President Ernest Bai Koroma will today address Parliament at the fourth session of the Fourth Parliament of the Second Republic of Sierra Leone. A guard of honour will be mounted by a detachment of the Republic of Sierra Leone Armed Forces at the Fore Court of Parliament building, Tower Hill, in line with parliamentary tradition.
President Koroma, who is serving his second and final term in office, is expected to talk on diverse issues including the post-Ebola recovery plan and the resilience of the nation in defeating Ebola.
The event was a somber one last year as Sierra Leone was recording one of the highest Ebola infection cases in sub-region, with dozens of deaths daily.
President Koroma said last year that in 2013 we did not have an Ebola outbreak, and that no one thought a deadly virus would strike our sub-region andcause so much tragedy, disrupt so many plans, and put at grave risk the verysurvival of our nation.
He promised the nation that his government would work on reviewing the national health system, developing a public health master plan, establish a decentralised Directorate for Environmental Sanitation and Hygiene, promote in-country post-graduate medical education, improve hospital management through redeployment of doctors from mainstream administration to their core functions.
President Koroma also informed the nation that he knew majority of our compatriots were dedicated to fighting Ebola, although there were some within and outside the country who sought corrupt capital out of the outbreak, thus warning that such persons would be brought to book, although we are yet to see that happen.

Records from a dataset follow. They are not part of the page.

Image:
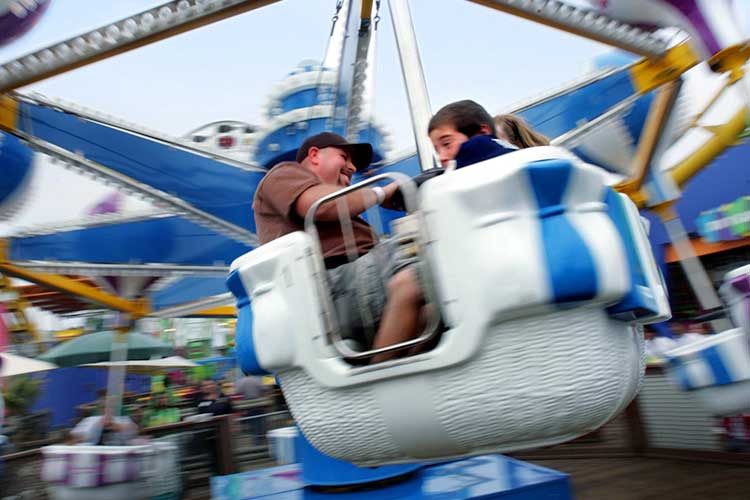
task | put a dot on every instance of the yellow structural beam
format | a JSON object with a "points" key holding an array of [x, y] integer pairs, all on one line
{"points": [[366, 12], [648, 74], [724, 136], [652, 132], [71, 286]]}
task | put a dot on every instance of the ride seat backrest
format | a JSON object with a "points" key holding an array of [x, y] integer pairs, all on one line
{"points": [[278, 278], [525, 232]]}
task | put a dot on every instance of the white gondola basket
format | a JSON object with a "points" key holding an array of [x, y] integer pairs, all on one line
{"points": [[715, 371], [518, 367]]}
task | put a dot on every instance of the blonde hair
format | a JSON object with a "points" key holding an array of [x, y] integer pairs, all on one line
{"points": [[517, 132]]}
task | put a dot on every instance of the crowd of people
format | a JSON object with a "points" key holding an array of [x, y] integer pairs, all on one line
{"points": [[207, 399]]}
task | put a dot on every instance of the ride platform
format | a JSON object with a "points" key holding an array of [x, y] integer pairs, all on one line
{"points": [[486, 476]]}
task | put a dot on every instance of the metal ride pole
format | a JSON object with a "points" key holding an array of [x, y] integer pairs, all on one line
{"points": [[694, 271], [416, 87]]}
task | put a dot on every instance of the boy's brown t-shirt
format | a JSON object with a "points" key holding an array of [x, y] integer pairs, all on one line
{"points": [[275, 215]]}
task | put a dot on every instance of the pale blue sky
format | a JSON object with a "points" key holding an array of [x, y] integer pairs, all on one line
{"points": [[226, 70]]}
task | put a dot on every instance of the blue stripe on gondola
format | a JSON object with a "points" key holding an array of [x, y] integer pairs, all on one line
{"points": [[570, 266], [246, 354], [680, 374], [713, 357], [638, 301]]}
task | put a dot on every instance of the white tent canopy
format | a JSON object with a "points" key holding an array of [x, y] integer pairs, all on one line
{"points": [[19, 365], [148, 365]]}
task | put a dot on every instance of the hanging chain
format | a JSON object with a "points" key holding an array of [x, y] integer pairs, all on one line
{"points": [[335, 17], [377, 15]]}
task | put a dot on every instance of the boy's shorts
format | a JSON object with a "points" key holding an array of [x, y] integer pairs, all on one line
{"points": [[359, 292]]}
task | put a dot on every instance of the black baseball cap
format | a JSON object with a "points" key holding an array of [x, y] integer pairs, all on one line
{"points": [[361, 153]]}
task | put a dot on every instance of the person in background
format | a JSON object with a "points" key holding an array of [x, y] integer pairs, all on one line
{"points": [[250, 388], [160, 412], [214, 402], [104, 429], [464, 132], [515, 130]]}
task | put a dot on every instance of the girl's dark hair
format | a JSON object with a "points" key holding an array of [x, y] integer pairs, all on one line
{"points": [[465, 116], [518, 133]]}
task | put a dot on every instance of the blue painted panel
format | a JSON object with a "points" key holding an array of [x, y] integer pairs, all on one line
{"points": [[15, 167], [165, 240], [307, 97], [187, 290], [210, 185], [64, 389], [243, 330], [723, 181], [488, 476], [563, 113]]}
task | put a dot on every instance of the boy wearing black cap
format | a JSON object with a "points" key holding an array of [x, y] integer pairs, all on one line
{"points": [[325, 164]]}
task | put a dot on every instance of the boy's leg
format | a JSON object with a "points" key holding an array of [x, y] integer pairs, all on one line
{"points": [[400, 320]]}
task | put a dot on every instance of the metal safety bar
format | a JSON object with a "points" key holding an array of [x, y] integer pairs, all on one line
{"points": [[409, 192]]}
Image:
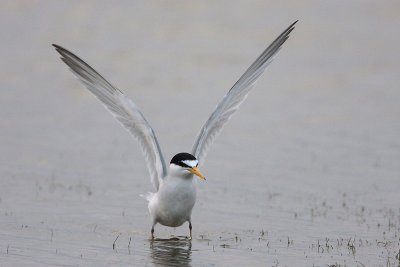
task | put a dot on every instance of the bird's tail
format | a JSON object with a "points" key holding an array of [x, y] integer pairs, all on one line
{"points": [[148, 196]]}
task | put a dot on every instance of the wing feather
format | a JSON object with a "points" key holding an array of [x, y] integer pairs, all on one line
{"points": [[235, 96], [123, 109]]}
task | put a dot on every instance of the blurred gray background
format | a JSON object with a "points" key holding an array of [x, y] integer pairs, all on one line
{"points": [[315, 145]]}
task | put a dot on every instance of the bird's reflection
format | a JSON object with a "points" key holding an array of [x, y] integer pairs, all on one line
{"points": [[171, 252]]}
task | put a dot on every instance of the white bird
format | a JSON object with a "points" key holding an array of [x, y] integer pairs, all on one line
{"points": [[175, 187]]}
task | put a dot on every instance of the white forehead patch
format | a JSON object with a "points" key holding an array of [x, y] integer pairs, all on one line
{"points": [[191, 163]]}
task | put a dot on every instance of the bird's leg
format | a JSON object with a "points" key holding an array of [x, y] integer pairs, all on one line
{"points": [[190, 230]]}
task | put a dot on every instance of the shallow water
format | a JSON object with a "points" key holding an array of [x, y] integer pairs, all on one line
{"points": [[305, 174]]}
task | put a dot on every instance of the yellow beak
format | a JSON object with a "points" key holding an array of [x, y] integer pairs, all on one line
{"points": [[197, 172]]}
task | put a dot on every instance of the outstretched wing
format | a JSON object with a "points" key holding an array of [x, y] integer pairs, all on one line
{"points": [[236, 95], [123, 109]]}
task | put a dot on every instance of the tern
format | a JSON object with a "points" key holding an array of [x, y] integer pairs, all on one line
{"points": [[175, 186]]}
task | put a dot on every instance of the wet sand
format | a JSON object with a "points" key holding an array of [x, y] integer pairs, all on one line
{"points": [[305, 174]]}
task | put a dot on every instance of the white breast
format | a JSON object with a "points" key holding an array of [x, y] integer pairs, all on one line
{"points": [[172, 205]]}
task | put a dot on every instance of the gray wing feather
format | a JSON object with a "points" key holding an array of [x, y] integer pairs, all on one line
{"points": [[123, 109], [236, 95]]}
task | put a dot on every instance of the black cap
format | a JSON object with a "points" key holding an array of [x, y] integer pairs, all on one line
{"points": [[180, 157]]}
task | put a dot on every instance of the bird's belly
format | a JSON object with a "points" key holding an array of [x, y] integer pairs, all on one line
{"points": [[174, 205]]}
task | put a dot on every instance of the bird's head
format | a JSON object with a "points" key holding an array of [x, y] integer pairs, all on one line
{"points": [[185, 163]]}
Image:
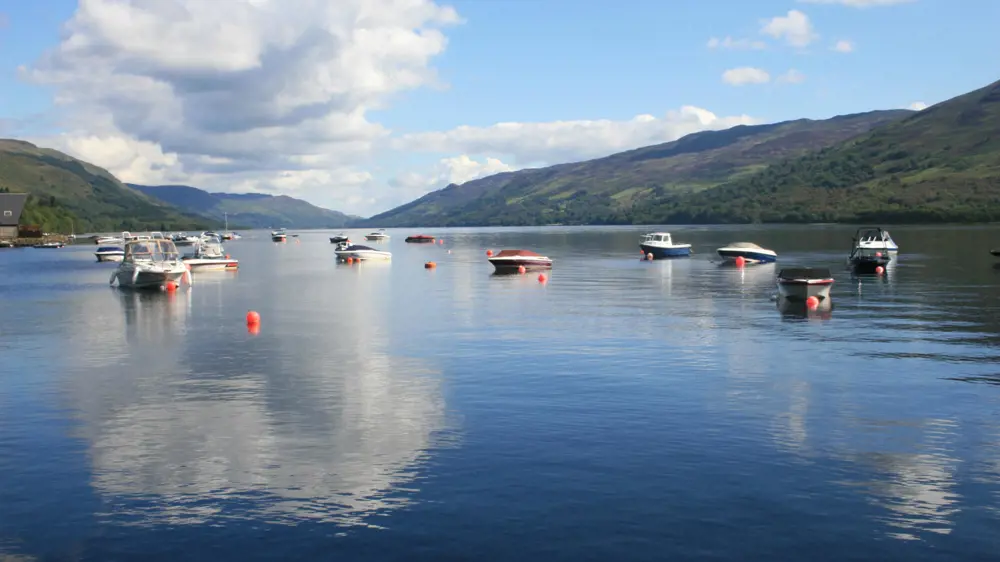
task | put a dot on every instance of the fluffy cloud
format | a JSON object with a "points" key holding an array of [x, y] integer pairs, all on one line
{"points": [[211, 90], [568, 141], [859, 3], [794, 27], [843, 46], [745, 75], [736, 44]]}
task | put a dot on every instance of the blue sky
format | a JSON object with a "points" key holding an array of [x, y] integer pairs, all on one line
{"points": [[519, 61]]}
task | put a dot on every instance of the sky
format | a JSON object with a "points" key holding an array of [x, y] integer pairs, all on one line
{"points": [[363, 105]]}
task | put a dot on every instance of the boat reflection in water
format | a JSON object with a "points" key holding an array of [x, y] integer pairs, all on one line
{"points": [[799, 310]]}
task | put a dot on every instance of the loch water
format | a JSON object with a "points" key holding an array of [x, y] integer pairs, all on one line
{"points": [[622, 410]]}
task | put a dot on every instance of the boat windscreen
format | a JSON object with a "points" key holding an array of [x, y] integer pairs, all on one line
{"points": [[805, 273]]}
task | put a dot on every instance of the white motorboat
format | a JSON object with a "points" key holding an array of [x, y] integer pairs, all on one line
{"points": [[150, 264], [109, 253], [874, 238], [661, 245], [750, 252], [209, 255], [358, 252], [800, 283], [377, 236]]}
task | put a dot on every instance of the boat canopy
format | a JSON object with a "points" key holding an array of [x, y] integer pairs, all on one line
{"points": [[804, 273], [515, 253], [151, 250]]}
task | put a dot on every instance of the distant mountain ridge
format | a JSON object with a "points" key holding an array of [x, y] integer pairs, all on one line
{"points": [[609, 189], [248, 210]]}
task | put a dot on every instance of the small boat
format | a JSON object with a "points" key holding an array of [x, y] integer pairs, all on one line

He further said: "As part of government's commitment to the recommendations of the Truth and Reconciliation Commission's (TRC) report, physical verification of a residual caseload of 1,618 Severely War Wounded Victims has been completed and government has approved the sum of Le6.138 billion to provide rehabilitation grants to the verified victims."
However, about two weeks ago a group of war wounded gathered few meters away from State House, by the National Electoral Commission offices, to protest that they were not being treated fairly and would like to have audience with the President.
The president also disclosed that Cabinet had approved the Child Welfare Policy as a framework for strengthening child protection systems, while the Alternative Care Policy, which seeks to remove children from the streets, had also been developed and approved by Cabinet.
But if the President were to go around the city now he would see a sad spectacle of child beggars and pregnant teenage girls.
President Koroma had also reminded women that, "Whilst I await the passing of the 30% Quota Bill by this Honourable House, my Government will continue to appoint more women to leadership roles in government agencies."
A year after the President made that pronouncement the Bill is yet to go through Parliament, although several Bills, including the Safe Abortion Act, have been passed recently.
Today, President Koroma is expected to tell the nation progress that has been made since last year, including ending the Ebola outbreak, as well as plans his government has to move the country forward, post-Ebola.